Wie prüft man sein Objektiv?
Die einfachste und sicherste Prüfung ist die, daß man auf
eine Tür mit Reißnägeln Zeitschriften aufheftet, das
Objektiv einstellt und eine Aufnahme macht. Die Schärfe muß
sich bei voller Öffnung gleichmäßig über das Negativ
verteilen. Man kann bei dieser Gelegenheit auch feststellen, bei welchen
Blenden ein Objektiv seine größte Schärfe hat (meist
in der Gegend von 6,3 und 9).
Voraussetzung ist bei dieser Prüfungsmethode, daß die Einstellung
mit einer Mattscheibe geschieht. Denn auch die Einstellskala kann ja
ungenau sein.
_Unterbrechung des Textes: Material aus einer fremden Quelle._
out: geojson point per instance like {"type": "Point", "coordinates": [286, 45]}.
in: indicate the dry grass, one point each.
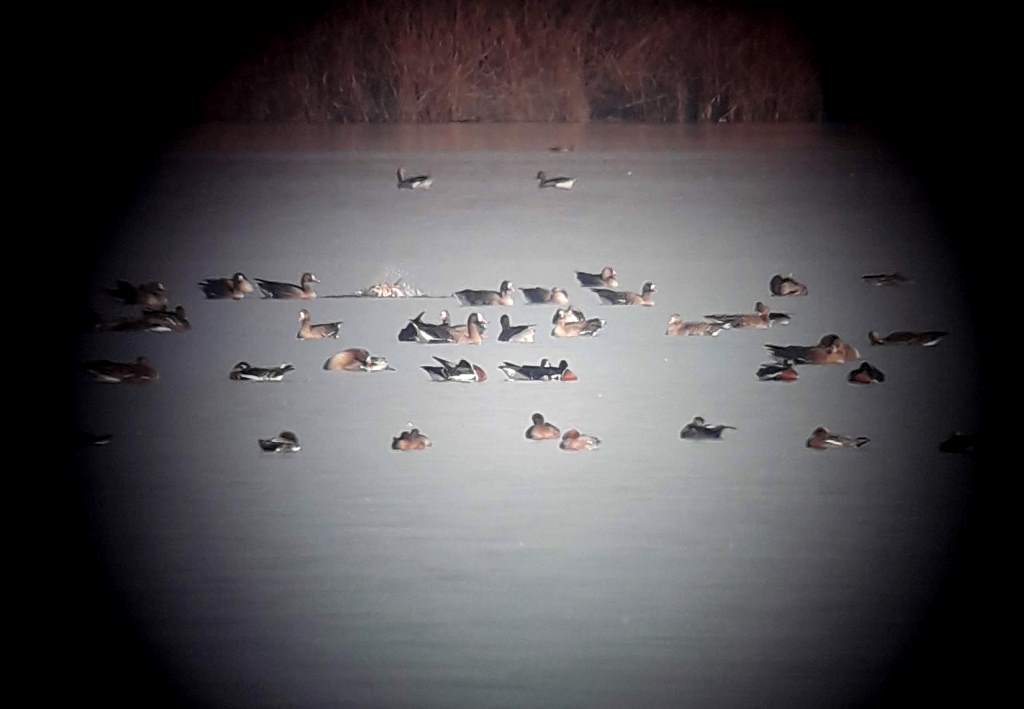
{"type": "Point", "coordinates": [442, 60]}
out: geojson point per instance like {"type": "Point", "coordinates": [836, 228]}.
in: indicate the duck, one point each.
{"type": "Point", "coordinates": [929, 338]}
{"type": "Point", "coordinates": [236, 287]}
{"type": "Point", "coordinates": [644, 297]}
{"type": "Point", "coordinates": [246, 372]}
{"type": "Point", "coordinates": [519, 333]}
{"type": "Point", "coordinates": [151, 294]}
{"type": "Point", "coordinates": [866, 374]}
{"type": "Point", "coordinates": [830, 349]}
{"type": "Point", "coordinates": [427, 333]}
{"type": "Point", "coordinates": [166, 321]}
{"type": "Point", "coordinates": [542, 372]}
{"type": "Point", "coordinates": [821, 439]}
{"type": "Point", "coordinates": [785, 285]}
{"type": "Point", "coordinates": [574, 441]}
{"type": "Point", "coordinates": [138, 372]}
{"type": "Point", "coordinates": [777, 371]}
{"type": "Point", "coordinates": [678, 327]}
{"type": "Point", "coordinates": [760, 319]}
{"type": "Point", "coordinates": [471, 333]}
{"type": "Point", "coordinates": [356, 360]}
{"type": "Point", "coordinates": [559, 182]}
{"type": "Point", "coordinates": [960, 443]}
{"type": "Point", "coordinates": [415, 182]}
{"type": "Point", "coordinates": [503, 296]}
{"type": "Point", "coordinates": [411, 440]}
{"type": "Point", "coordinates": [463, 371]}
{"type": "Point", "coordinates": [895, 279]}
{"type": "Point", "coordinates": [538, 295]}
{"type": "Point", "coordinates": [607, 279]}
{"type": "Point", "coordinates": [322, 331]}
{"type": "Point", "coordinates": [569, 323]}
{"type": "Point", "coordinates": [285, 442]}
{"type": "Point", "coordinates": [698, 430]}
{"type": "Point", "coordinates": [542, 430]}
{"type": "Point", "coordinates": [276, 289]}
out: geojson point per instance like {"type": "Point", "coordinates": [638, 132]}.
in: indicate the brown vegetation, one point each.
{"type": "Point", "coordinates": [449, 60]}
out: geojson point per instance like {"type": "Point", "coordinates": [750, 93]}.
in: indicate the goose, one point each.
{"type": "Point", "coordinates": [285, 442]}
{"type": "Point", "coordinates": [322, 331]}
{"type": "Point", "coordinates": [411, 440]}
{"type": "Point", "coordinates": [276, 289]}
{"type": "Point", "coordinates": [536, 295]}
{"type": "Point", "coordinates": [929, 338]}
{"type": "Point", "coordinates": [678, 327]}
{"type": "Point", "coordinates": [610, 297]}
{"type": "Point", "coordinates": [542, 372]}
{"type": "Point", "coordinates": [542, 430]}
{"type": "Point", "coordinates": [246, 372]}
{"type": "Point", "coordinates": [821, 439]}
{"type": "Point", "coordinates": [786, 285]}
{"type": "Point", "coordinates": [574, 441]}
{"type": "Point", "coordinates": [607, 279]}
{"type": "Point", "coordinates": [356, 360]}
{"type": "Point", "coordinates": [830, 349]}
{"type": "Point", "coordinates": [236, 287]}
{"type": "Point", "coordinates": [519, 333]}
{"type": "Point", "coordinates": [559, 182]}
{"type": "Point", "coordinates": [415, 182]}
{"type": "Point", "coordinates": [138, 372]}
{"type": "Point", "coordinates": [698, 430]}
{"type": "Point", "coordinates": [503, 296]}
{"type": "Point", "coordinates": [463, 371]}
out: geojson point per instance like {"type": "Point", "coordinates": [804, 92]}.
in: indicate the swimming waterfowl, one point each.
{"type": "Point", "coordinates": [644, 297]}
{"type": "Point", "coordinates": [138, 372]}
{"type": "Point", "coordinates": [411, 440]}
{"type": "Point", "coordinates": [866, 374]}
{"type": "Point", "coordinates": [960, 443]}
{"type": "Point", "coordinates": [777, 371]}
{"type": "Point", "coordinates": [246, 372]}
{"type": "Point", "coordinates": [471, 333]}
{"type": "Point", "coordinates": [830, 349]}
{"type": "Point", "coordinates": [559, 182]}
{"type": "Point", "coordinates": [544, 295]}
{"type": "Point", "coordinates": [785, 285]}
{"type": "Point", "coordinates": [519, 333]}
{"type": "Point", "coordinates": [607, 278]}
{"type": "Point", "coordinates": [886, 279]}
{"type": "Point", "coordinates": [698, 430]}
{"type": "Point", "coordinates": [822, 439]}
{"type": "Point", "coordinates": [678, 327]}
{"type": "Point", "coordinates": [166, 321]}
{"type": "Point", "coordinates": [925, 339]}
{"type": "Point", "coordinates": [463, 371]}
{"type": "Point", "coordinates": [503, 296]}
{"type": "Point", "coordinates": [570, 323]}
{"type": "Point", "coordinates": [285, 442]}
{"type": "Point", "coordinates": [276, 289]}
{"type": "Point", "coordinates": [356, 360]}
{"type": "Point", "coordinates": [542, 430]}
{"type": "Point", "coordinates": [308, 331]}
{"type": "Point", "coordinates": [542, 372]}
{"type": "Point", "coordinates": [428, 333]}
{"type": "Point", "coordinates": [415, 182]}
{"type": "Point", "coordinates": [760, 319]}
{"type": "Point", "coordinates": [236, 287]}
{"type": "Point", "coordinates": [151, 294]}
{"type": "Point", "coordinates": [574, 441]}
Ist das der Fall, so müssen weitere Versuchseinstellungen
vorgenommen werden.
Ein Merkmal für die Schärfe eines Objektivs ist das Auflösungsvermögen,
das es besitzt. Unter dieser (nicht sehr glücklich gewählten)
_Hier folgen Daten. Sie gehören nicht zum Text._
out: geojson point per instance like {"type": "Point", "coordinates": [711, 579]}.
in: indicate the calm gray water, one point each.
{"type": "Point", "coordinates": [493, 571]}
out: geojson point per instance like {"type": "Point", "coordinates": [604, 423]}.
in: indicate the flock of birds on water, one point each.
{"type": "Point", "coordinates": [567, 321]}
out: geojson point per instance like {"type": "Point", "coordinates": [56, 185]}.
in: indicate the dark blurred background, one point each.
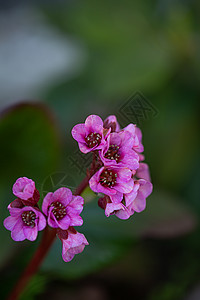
{"type": "Point", "coordinates": [63, 60]}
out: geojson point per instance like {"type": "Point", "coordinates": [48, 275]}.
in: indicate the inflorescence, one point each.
{"type": "Point", "coordinates": [118, 175]}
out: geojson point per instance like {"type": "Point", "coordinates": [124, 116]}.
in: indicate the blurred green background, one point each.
{"type": "Point", "coordinates": [63, 60]}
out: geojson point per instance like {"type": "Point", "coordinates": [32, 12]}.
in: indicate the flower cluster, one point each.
{"type": "Point", "coordinates": [60, 210]}
{"type": "Point", "coordinates": [119, 172]}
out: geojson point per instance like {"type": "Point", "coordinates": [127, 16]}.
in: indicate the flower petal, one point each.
{"type": "Point", "coordinates": [30, 232]}
{"type": "Point", "coordinates": [48, 199]}
{"type": "Point", "coordinates": [94, 124]}
{"type": "Point", "coordinates": [10, 222]}
{"type": "Point", "coordinates": [17, 233]}
{"type": "Point", "coordinates": [63, 195]}
{"type": "Point", "coordinates": [79, 132]}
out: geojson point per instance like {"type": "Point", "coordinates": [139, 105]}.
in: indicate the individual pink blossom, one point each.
{"type": "Point", "coordinates": [135, 201]}
{"type": "Point", "coordinates": [111, 122]}
{"type": "Point", "coordinates": [24, 189]}
{"type": "Point", "coordinates": [90, 135]}
{"type": "Point", "coordinates": [63, 209]}
{"type": "Point", "coordinates": [137, 136]}
{"type": "Point", "coordinates": [118, 151]}
{"type": "Point", "coordinates": [24, 223]}
{"type": "Point", "coordinates": [112, 181]}
{"type": "Point", "coordinates": [73, 243]}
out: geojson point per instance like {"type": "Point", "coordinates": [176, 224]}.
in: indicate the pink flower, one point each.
{"type": "Point", "coordinates": [73, 243]}
{"type": "Point", "coordinates": [24, 223]}
{"type": "Point", "coordinates": [90, 135]}
{"type": "Point", "coordinates": [135, 201]}
{"type": "Point", "coordinates": [24, 189]}
{"type": "Point", "coordinates": [143, 172]}
{"type": "Point", "coordinates": [112, 181]}
{"type": "Point", "coordinates": [63, 209]}
{"type": "Point", "coordinates": [111, 122]}
{"type": "Point", "coordinates": [137, 136]}
{"type": "Point", "coordinates": [118, 151]}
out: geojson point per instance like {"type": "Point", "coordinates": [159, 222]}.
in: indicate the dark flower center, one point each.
{"type": "Point", "coordinates": [111, 125]}
{"type": "Point", "coordinates": [112, 153]}
{"type": "Point", "coordinates": [28, 217]}
{"type": "Point", "coordinates": [93, 139]}
{"type": "Point", "coordinates": [108, 178]}
{"type": "Point", "coordinates": [59, 210]}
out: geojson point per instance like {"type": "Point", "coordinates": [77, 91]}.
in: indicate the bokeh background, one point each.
{"type": "Point", "coordinates": [63, 60]}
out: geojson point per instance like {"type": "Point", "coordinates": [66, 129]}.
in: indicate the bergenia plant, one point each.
{"type": "Point", "coordinates": [117, 175]}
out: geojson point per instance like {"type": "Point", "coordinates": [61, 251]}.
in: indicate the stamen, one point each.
{"type": "Point", "coordinates": [112, 153]}
{"type": "Point", "coordinates": [108, 178]}
{"type": "Point", "coordinates": [28, 218]}
{"type": "Point", "coordinates": [59, 210]}
{"type": "Point", "coordinates": [93, 139]}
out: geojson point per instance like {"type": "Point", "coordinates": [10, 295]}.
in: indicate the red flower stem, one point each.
{"type": "Point", "coordinates": [38, 257]}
Bezeichnung versteht man die Fähigkeit eines Objektivs, sehr feine
parallele Linien, die dicht nebeneinander stehen, klar voneinander zu
trennen, also nicht zum Grauton verschwimmen zu lassen. Je größer
das Auflösungsvermögen, um so präziser und klarer erscheinen
die Linien, um so schärfer zeichnet das Objektiv. Allerdings kann
man derartige Versuche nur vergleichsweise zwischen mehreren Objektiven
anstellen. Eine große Rolle spielt hierbei - ganz abgesehen vom
Silber-Korn - die Dicke der Schicht, die Art der Entwicklung und die
Dichte des Bromsilberniederschlags. Unter einheitlichen Bedingungen
kann man aber die Schärfenzeichnung mehrerer Objektive auf diese
Weise gut vergleichen. Wie schon oben gesagt, hat das Auflösungsvermögen
jedes Objektivtyps bei einer mittleren Blende sein Maximum. Alle Prüfungen
erfolgen selbstverständlich von fester Unterlage aus.
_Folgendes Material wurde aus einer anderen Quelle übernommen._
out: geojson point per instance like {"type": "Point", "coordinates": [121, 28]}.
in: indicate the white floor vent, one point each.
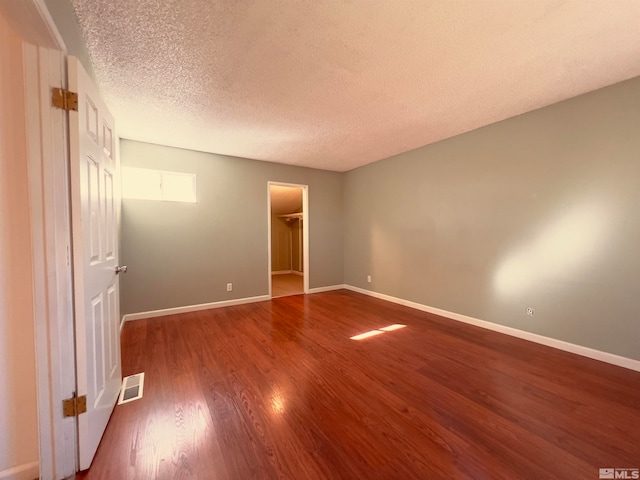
{"type": "Point", "coordinates": [131, 388]}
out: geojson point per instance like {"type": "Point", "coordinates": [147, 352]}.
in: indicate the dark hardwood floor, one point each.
{"type": "Point", "coordinates": [279, 390]}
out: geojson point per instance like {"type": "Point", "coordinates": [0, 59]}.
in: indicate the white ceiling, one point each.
{"type": "Point", "coordinates": [338, 84]}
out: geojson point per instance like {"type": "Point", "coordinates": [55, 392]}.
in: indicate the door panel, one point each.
{"type": "Point", "coordinates": [95, 204]}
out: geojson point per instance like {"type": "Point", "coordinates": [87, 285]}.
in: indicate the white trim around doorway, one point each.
{"type": "Point", "coordinates": [305, 232]}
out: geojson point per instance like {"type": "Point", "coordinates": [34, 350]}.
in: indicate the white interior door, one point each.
{"type": "Point", "coordinates": [94, 208]}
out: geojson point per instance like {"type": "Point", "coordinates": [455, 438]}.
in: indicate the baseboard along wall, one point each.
{"type": "Point", "coordinates": [26, 471]}
{"type": "Point", "coordinates": [514, 332]}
Insbesondere von Kleinbild-Objektiven wird das Äußerste an
Konturenschärfe verlangt. Die Beschaffenheit der Kontur wird bei
voller Öffnung nachgeprüft, indem man eine Druckschrift in
der Weise aufnimmt, wie das die nebenstehende Abbildung zeigt. Aus der
Versuchsanordnung ergibt sich gleichzeitig, ob der Einstellmechanismus
in Ordnung ist, d. h. ob sich die maximale Schärfe in der eingestellten
Entfernung befindet (scharf eingestellt war auf den Pfeil, der Einstellmechanismus
war hier also nicht in Ordnung).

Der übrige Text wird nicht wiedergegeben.